Las autoridades ayudaron para la reconstrucción del lugar, instalando luz y agua con regaderas y baños. Sin embargo, la presión y las amenazas no cesaban; las mujeres jugaron un papel primordial en la lucha, pues eran las que iban a plantones, marchas y trámites mientras sus esposos trabajaban. Finalmente lograron la regularización del predio en el año 2001.
Se propusieron entonces construir un edificio con departamentos para todas las familias. Al pedir un crédito en el Instituto de Vivienda de la CDMX, fueron notificados de que no eran sujetos de crédito por ser indígenas; pero nuevamente se empeñaron en conseguirlo y, con el apoyo de la UPREZ, lograron que se modificara el reglamento y accedieron al crédito. En el año 2003 se terminó de construir el edificio que contaba con 46 departamentos, una sala comunitaria, una biblioteca y una sala de cómputo.

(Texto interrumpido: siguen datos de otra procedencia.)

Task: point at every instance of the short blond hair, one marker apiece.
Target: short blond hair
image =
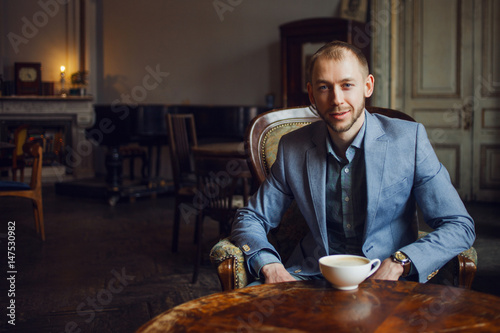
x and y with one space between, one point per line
337 50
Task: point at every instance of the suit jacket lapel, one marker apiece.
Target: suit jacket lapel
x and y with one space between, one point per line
375 144
316 171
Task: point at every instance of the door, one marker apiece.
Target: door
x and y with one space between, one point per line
452 87
486 101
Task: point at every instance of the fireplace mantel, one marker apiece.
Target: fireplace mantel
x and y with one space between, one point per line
78 110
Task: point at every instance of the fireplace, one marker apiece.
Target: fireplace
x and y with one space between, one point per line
59 124
53 135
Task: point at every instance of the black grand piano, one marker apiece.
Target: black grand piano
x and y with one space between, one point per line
119 125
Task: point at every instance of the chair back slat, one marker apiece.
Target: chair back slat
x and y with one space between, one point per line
182 138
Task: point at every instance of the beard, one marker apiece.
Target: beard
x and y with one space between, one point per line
335 126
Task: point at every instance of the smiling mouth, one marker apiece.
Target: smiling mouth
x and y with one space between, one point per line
339 113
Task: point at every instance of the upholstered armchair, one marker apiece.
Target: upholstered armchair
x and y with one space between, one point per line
262 138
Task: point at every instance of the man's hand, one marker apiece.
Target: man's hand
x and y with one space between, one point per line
388 270
276 272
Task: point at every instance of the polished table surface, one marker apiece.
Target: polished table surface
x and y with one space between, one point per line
314 306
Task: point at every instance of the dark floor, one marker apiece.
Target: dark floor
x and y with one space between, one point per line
110 269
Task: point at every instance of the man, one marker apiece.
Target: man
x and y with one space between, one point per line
356 178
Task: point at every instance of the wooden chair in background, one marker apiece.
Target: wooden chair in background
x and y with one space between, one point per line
33 191
216 190
182 138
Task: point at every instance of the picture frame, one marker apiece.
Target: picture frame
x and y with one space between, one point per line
28 78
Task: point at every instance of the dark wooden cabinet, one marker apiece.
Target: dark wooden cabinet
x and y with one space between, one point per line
299 41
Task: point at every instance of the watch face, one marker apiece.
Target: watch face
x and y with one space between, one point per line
400 256
27 74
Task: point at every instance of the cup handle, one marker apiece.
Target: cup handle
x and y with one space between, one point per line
375 262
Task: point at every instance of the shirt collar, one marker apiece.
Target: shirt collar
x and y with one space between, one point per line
357 142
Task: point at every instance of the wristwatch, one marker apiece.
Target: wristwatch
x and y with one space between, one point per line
402 259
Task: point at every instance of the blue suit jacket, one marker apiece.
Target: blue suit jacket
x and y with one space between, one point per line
401 170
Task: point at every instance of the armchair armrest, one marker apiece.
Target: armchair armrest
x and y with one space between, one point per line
230 264
460 271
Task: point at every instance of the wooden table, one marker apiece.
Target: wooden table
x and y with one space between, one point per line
314 306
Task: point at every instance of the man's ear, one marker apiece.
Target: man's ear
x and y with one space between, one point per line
309 91
369 85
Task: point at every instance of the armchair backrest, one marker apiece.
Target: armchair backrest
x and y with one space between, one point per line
261 144
264 133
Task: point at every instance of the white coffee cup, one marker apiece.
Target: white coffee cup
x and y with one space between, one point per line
346 271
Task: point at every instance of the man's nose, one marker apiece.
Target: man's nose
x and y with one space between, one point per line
337 97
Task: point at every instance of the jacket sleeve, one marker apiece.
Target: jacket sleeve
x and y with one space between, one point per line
442 209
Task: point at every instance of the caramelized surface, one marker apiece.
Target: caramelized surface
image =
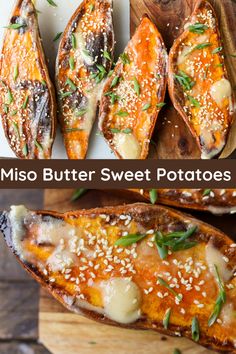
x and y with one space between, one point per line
135 93
74 255
206 101
217 201
85 58
27 99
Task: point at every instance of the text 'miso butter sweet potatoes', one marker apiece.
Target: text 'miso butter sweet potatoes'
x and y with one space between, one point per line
134 94
198 81
27 97
84 59
216 201
138 266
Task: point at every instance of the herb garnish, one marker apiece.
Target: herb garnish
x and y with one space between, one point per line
122 114
112 96
115 81
78 193
201 46
16 26
194 102
52 3
129 239
73 41
184 80
162 282
16 73
217 50
9 97
220 301
198 28
100 74
71 84
125 58
107 55
136 86
81 112
72 63
15 126
174 241
195 329
25 150
38 145
146 107
166 318
57 36
65 94
153 196
161 104
125 131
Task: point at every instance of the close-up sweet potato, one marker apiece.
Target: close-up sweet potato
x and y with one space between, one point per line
84 60
27 97
215 201
199 85
135 93
177 273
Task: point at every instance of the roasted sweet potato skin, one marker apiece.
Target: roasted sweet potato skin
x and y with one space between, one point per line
27 97
108 224
198 81
84 59
215 201
134 94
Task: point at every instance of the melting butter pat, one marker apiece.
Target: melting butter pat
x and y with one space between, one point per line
127 146
221 90
122 299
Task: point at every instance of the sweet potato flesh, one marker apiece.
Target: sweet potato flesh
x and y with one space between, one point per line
217 201
205 100
27 105
84 60
135 93
75 252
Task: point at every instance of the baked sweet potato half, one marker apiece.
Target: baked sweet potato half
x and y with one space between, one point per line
134 94
84 59
215 201
198 81
27 97
138 266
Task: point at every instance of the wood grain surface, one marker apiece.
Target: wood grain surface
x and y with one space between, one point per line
173 139
64 332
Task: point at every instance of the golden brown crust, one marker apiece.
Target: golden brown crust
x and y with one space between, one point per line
197 56
143 217
134 94
27 97
85 57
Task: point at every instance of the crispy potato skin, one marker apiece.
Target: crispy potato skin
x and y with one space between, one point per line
147 65
27 96
222 201
88 35
146 265
209 120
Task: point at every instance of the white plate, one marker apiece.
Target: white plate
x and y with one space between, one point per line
51 21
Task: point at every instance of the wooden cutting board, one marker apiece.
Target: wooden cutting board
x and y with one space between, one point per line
65 333
170 16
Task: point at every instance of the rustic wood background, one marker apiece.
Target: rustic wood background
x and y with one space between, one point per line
19 294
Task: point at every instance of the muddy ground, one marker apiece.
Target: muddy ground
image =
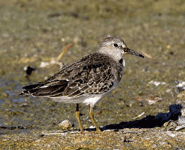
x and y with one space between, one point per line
144 112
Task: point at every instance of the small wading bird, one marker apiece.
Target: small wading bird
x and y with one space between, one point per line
87 80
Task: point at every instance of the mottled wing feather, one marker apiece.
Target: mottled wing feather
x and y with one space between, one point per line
93 74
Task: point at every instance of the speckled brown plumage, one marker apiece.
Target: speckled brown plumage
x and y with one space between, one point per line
93 74
88 79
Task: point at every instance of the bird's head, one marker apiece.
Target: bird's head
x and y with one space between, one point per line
115 47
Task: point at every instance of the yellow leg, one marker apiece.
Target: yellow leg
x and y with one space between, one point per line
91 115
77 114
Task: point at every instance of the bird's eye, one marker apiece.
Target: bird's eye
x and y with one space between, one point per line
115 45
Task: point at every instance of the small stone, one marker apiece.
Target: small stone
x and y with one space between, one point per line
66 124
4 95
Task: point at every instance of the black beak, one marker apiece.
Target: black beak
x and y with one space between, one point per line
132 52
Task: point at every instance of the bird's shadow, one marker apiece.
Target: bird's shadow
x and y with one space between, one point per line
147 122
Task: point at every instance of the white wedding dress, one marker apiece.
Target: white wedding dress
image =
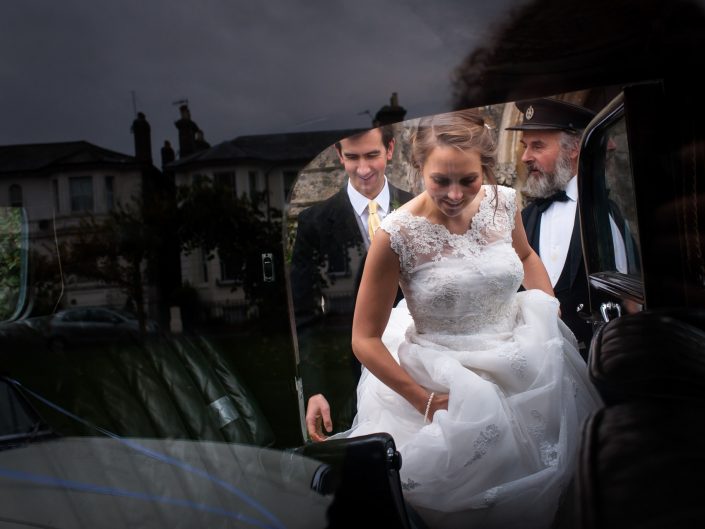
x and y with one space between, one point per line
505 449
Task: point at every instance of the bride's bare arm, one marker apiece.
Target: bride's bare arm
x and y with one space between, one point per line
535 275
375 298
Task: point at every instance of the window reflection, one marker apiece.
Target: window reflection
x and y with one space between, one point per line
618 204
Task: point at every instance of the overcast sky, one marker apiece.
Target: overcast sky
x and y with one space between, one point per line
72 68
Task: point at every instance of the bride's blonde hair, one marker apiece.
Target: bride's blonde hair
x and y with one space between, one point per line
465 130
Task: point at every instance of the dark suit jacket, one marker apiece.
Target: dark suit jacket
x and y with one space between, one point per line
572 286
327 235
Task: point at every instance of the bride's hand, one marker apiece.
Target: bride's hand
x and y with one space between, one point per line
438 402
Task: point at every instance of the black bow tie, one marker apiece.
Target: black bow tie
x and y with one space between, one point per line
543 203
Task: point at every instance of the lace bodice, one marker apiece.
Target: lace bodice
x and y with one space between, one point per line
459 284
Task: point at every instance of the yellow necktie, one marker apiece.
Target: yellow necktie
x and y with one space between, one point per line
372 219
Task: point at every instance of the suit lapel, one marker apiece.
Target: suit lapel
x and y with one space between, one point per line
532 225
342 219
575 252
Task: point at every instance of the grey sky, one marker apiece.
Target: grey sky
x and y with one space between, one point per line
69 68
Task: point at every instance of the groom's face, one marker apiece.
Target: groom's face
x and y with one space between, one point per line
365 158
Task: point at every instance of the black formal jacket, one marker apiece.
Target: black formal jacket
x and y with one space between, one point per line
326 235
572 286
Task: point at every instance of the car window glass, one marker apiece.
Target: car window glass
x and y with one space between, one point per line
616 205
12 262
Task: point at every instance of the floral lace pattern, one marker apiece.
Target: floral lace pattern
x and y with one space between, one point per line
456 284
501 452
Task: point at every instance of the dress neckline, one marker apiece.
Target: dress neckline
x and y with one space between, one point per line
472 224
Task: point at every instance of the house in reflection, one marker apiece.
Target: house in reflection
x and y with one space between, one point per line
59 185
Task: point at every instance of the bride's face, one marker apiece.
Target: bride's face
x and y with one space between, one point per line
452 178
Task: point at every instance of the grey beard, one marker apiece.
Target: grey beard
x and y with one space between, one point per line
548 183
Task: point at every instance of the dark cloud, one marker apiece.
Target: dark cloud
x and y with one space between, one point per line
70 68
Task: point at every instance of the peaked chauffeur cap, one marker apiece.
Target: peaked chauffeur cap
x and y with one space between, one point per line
552 114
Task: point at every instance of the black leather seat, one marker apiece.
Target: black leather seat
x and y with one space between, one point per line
641 466
650 355
363 473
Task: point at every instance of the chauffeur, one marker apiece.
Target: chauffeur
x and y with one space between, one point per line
551 133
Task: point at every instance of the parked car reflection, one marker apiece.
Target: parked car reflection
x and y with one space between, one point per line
93 325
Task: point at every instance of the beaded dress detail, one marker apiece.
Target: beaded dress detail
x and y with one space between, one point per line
518 390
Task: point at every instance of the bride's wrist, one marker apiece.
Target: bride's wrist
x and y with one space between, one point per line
428 415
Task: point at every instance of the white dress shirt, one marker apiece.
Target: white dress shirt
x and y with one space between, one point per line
556 230
359 203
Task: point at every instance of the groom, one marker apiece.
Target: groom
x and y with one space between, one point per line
329 237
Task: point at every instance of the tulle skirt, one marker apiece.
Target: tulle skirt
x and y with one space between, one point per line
505 449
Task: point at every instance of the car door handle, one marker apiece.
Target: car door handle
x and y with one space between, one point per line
610 310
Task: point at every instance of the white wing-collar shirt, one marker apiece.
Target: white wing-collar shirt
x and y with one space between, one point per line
556 230
359 203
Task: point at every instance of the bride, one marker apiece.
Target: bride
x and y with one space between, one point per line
481 387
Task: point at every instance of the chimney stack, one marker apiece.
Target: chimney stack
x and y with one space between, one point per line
187 132
143 138
391 113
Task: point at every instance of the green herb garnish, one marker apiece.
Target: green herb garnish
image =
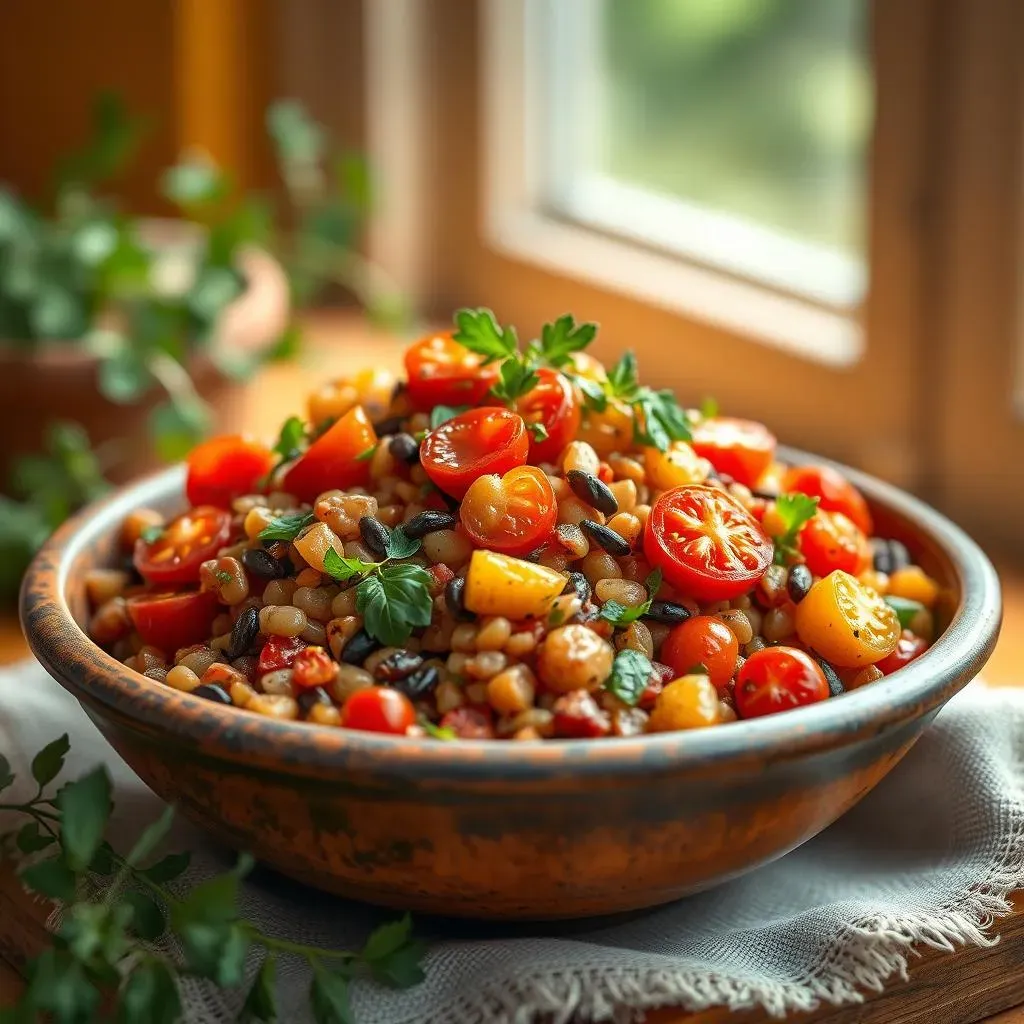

Este proceso es un parteaguas en lo que se refiere a la migración indígena a la ciudad; da muestra de la capacidad política y de organización de la comunidad otomí, así como de su tenacidad. Incluso a raíz de esto, el Instituto de Vivienda inició un programa de vivienda colectiva para familias indígenas.
Sin embargo, no toda la comunidad otomí residente en la CDMX coopera ni tiene interés en estas acciones. Incluso los conflictos al interior de la comunidad son frecuentes, ya que, por ejemplo, hubo diferencias y divisiones (aún presentes) con la distribución de los departamentos del edificio construido en la Roma. También hay discrepancias religiosas pues una parte es católica y la otra es evangélica. Otro problema interno tiene que ver con los conflictos intrafamiliares, como el alcoholismo (que reduce los ya de por sí limitados ingresos), violencia y drogadicción de los hijos.
Hay que decir también que, a pesar de habitar un inmueble en medio de la ciudad, esto no ha significado una integración de los otomíes con la sociedad urbana. La mayoría de los primeros migrantes no se expresan bien en español, pero sus hijos y nietos, educados en la ciudad, les ha sido menos complicado en ese sentido interactuar con la urbe, pues la barrera del idioma la han logrado derribar. Sin embargo, el racismo y discriminación de los habitantes urbanos es la principal causa de su aislamiento.
Las generaciones más jóvenes, al encontrarse estudiando, tienen el interés de prepararse para lograr insertarse en la vida económica y que les reditúe en beneficios para mejorar su calidad de vida. Lamentablemente, en los espacios escolares, no dejan de ser objeto de discriminación por parte de los maestros y compañeros, además de que las escuela no están preparadas para brindar educación a niños y jóvenes cuya lengua materna no es el español.
Contenido elaborado con información de Marta Romer, "La lucha por el espacio urbano: un caso otomí en la ciudad de México".